Ke halaman selanjutnya, Woojin hanya menemukan satu kalimat yang terdiri dari empat kata tertulis di tengah-tengah halaman; aku mencintaimu, Park Woojin.

Woojin berderai air mata, memeluk note itu sambil terisak pelan di dalam kamarnya. Rasanya ada yang hilang. Dia ingin bertemu Hyungseob, ingin menyentuh sosok aslinya—sekalipun sosok aslinya mungkin buruk rupa—dan menyalurkan rasa yang ada.

Tapi bagaimana caranya?

Maka dari itu, Woojin memutuskan. Dia meperbolehkan dirinya sendiri berhubungan dengan orang lain tapi tidak dengan menyerahkan hatinya. Hatinya harus tetap menjadi milik Hyungseob. Dan setahun dalam kekosongan, Woojin hanya mencoba bertahan. Biarlah dia yang tahu bagaimana rasa itu terus berputar dalam relung dadanya.

.

.

.

THE END

.

.

.


OMAKE

Bulan pertama kuliah, Woojin merasa bahagia. Setidaknya kuliahnya berjalan dengan lancar. Teman-teman barunya begitu menyenangkan tapi teman lamanya tetap yang terbaik.

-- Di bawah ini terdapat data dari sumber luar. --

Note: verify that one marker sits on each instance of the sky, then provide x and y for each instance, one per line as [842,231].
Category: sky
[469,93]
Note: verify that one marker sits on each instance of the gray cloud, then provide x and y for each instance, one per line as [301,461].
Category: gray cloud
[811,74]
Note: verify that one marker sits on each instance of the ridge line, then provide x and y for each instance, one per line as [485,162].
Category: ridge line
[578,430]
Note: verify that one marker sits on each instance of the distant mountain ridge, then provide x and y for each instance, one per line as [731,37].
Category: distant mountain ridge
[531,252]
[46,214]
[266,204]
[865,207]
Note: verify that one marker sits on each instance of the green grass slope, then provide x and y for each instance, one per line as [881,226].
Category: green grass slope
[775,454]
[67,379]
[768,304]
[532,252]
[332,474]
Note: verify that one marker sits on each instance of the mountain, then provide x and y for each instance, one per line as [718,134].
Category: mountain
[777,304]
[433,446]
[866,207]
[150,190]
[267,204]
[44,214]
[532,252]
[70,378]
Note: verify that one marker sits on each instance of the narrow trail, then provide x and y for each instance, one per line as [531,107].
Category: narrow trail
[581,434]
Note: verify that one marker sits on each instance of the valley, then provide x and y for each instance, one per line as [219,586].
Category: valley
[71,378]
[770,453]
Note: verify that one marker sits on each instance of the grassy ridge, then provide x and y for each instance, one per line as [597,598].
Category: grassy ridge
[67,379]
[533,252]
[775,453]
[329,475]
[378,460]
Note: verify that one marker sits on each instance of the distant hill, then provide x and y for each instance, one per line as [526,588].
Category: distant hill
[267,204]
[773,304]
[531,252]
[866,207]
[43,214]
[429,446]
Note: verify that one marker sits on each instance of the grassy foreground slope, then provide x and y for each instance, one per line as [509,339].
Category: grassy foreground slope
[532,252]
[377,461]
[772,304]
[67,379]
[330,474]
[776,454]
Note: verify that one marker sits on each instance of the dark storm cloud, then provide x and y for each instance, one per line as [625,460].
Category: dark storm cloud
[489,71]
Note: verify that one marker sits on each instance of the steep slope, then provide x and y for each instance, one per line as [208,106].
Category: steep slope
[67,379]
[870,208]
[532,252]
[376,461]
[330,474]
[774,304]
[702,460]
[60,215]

Sejak beberapa menit yang lalu perutnya sudah minta diisi. Inginnya segera ke kantin tapi, Woojin harus mengambil beberapa buku di lokernya sebelum ke kantin. Katanya Haknyeon butuh beberapa referensi untuk tugas laporan. Omong-omong ini Haknyeon yang sama dengan yang jadi ketua kedisiplinan. Haknyeon yang sama juga yang jadi teman sebangkunya dan pacar Lee Euiwoong.

Woojin sampai di lokernya, membukanya dan buru-buru mengambil buku yang diperlukan. Merasa ada seseorang yang membuka loker sebelah, Woojin mundur selangkah sambil menutup pintu lokernya.

Sosok yang diperhatikan ikut menoleh, matanya membulat tidak percaya saat melihat Woojin.

"W-woojin?"

Woojin mengernyitkan dahinya, merasa tidak kenal dengan sosok dihadapannya tapi, seakan ada rasa familiar saat melihat binar matanya,"Siapa?" Tanya Woojin bingung.

"Aku—

.

.

.

.

.

—Hy-hyungseob. Ahn Hyungseob."

Tidak butuh waktu lama. Woojin menarik sosok itu ke dalam pelukannya, mendekapnya erat. Wajahnya bersembunyi di ceruk leher Hyungseob sambil bergumam,"Ya Tuhan, akhirnya aku bertemu denganmu."

Hyungseob diam, membalas pelukan Woojin tak kalah erat sambil tersenyum lebar. Usahanya tidak mengkhianati hasil.